June 9, 2020 | 3:59pm

Elise Langan was starting to feel lonely during lockdown, so she started taking virtual line-dancing classes.

“It makes me feel like I’m able to do something that I did in my everyday life,” says Langan, a 65-year-old CUNY professor who lives on her own. She used to enjoy going to the gym, playing tennis and going to the theater before the coronavirus hit. The line-dancing class, as well as the yoga and gardening classes she takes, all via Element3 Health, help break up the monotony of the stay-at-home cycle.

“It’s a normalizing factor,” she says, “and it’s also healthy.”

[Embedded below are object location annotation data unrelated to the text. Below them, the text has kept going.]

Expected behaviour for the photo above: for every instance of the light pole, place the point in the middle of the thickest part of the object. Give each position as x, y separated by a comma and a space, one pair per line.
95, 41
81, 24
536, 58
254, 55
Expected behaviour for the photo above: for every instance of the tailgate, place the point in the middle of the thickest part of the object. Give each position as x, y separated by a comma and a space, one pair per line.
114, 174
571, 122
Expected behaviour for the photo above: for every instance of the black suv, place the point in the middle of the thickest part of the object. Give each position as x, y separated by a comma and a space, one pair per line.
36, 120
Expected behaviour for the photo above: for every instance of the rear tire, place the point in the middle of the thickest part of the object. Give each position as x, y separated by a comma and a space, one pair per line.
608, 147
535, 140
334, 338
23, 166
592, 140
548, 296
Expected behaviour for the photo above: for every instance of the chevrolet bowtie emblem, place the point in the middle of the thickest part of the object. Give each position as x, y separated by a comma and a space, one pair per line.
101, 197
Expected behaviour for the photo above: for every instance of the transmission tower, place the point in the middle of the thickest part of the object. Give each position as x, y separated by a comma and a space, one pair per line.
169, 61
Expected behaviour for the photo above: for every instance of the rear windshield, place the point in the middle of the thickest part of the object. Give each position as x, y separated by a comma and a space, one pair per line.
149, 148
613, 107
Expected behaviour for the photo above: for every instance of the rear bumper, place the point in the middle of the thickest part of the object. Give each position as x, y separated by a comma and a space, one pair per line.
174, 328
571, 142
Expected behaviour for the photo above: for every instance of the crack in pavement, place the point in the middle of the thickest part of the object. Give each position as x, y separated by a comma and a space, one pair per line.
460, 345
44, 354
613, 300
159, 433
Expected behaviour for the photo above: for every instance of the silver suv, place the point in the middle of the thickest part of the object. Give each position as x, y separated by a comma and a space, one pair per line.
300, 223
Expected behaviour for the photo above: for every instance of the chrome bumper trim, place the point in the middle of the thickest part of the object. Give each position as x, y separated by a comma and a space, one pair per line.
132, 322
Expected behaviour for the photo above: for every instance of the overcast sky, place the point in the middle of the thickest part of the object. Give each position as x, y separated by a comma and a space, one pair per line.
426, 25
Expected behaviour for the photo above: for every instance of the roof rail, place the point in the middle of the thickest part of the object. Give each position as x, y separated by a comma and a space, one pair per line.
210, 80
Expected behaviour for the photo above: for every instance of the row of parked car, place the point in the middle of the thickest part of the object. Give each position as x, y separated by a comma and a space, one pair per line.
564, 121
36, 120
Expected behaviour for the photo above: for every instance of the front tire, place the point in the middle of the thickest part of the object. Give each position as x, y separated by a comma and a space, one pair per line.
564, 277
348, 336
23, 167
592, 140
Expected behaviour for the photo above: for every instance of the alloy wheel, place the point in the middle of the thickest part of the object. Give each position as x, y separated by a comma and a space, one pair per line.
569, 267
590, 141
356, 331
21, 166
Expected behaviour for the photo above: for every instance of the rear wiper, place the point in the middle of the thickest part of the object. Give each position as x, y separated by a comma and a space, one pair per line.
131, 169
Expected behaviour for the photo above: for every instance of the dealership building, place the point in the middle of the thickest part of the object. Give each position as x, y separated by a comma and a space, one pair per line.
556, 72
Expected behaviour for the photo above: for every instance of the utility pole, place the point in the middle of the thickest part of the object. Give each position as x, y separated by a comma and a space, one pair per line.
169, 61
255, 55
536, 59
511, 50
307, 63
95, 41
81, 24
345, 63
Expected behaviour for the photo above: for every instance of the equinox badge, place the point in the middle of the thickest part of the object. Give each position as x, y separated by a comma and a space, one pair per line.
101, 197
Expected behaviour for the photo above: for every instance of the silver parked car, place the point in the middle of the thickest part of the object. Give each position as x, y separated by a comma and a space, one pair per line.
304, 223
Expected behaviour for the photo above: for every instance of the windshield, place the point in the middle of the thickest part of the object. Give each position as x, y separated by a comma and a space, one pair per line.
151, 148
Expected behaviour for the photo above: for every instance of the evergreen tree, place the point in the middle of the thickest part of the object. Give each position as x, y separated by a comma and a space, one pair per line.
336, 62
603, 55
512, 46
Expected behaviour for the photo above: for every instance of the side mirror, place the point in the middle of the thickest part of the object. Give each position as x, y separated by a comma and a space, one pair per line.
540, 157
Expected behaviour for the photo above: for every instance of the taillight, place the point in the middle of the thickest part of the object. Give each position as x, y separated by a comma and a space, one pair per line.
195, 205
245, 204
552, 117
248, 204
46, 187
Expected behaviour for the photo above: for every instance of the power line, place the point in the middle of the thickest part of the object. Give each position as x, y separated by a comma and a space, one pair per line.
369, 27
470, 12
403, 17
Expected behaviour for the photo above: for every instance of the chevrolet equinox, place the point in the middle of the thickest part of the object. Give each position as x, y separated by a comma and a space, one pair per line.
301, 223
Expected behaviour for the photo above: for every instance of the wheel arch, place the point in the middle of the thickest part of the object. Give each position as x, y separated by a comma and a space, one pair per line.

Even before COVID-19, seniors faced mental and even physical health risks from isolation. Whether it’s from losing a spouse, having grown children leave the house or retiring from work, a solo lifestyle puts them at a higher risk for, among other conditions, heart disease and depression, according to a February study from the National Academies of Sciences, Engineering and Medicine. But now, as local seniors remain stuck in quarantine due to their high risk of complications from the coronavirus, support initiatives have stepped up virtual offerings to alleviate their loneliness.

“It’s more about the social side — getting people involved in an activity where [others] have a shared passion,” says Element3 Health chairman and CEO David Norris, whose company rushed to launch new virtual social activities during the pandemic, such as clubs for cooking, knitting and discussing genealogy.

“They begin to get a sense of purpose,” says Norris, adding that classmates often form new friendships and forge other social connections. “That’s what many of these people are missing.”

Other senior-focused groups have taken similar steps. The Friendly Visiting Program — helmed jointly by the city’s Department for the Aging and its Thrive mental-health initiative, which coordinates weekly in-person visits from volunteers — has transitioned to weekly video chats and phone calls. And through the department’s partner Older Adult Technology Services, seniors can take chair yoga or technology workshops online from Senior Planet.

Meanwhile, the nonprofit Search and Care launched offerings six days a week to help area seniors connect over the phone. Activities include eating together on “lunch bunch” Tuesdays, discussing current events on “newsroom” Thursdays and, every other Monday, a singalong with a staffer playing the keyboard.

“They feel like they’re having an exclusive performance just for them,” says Brian Kravitz, Search and Care’s executive director.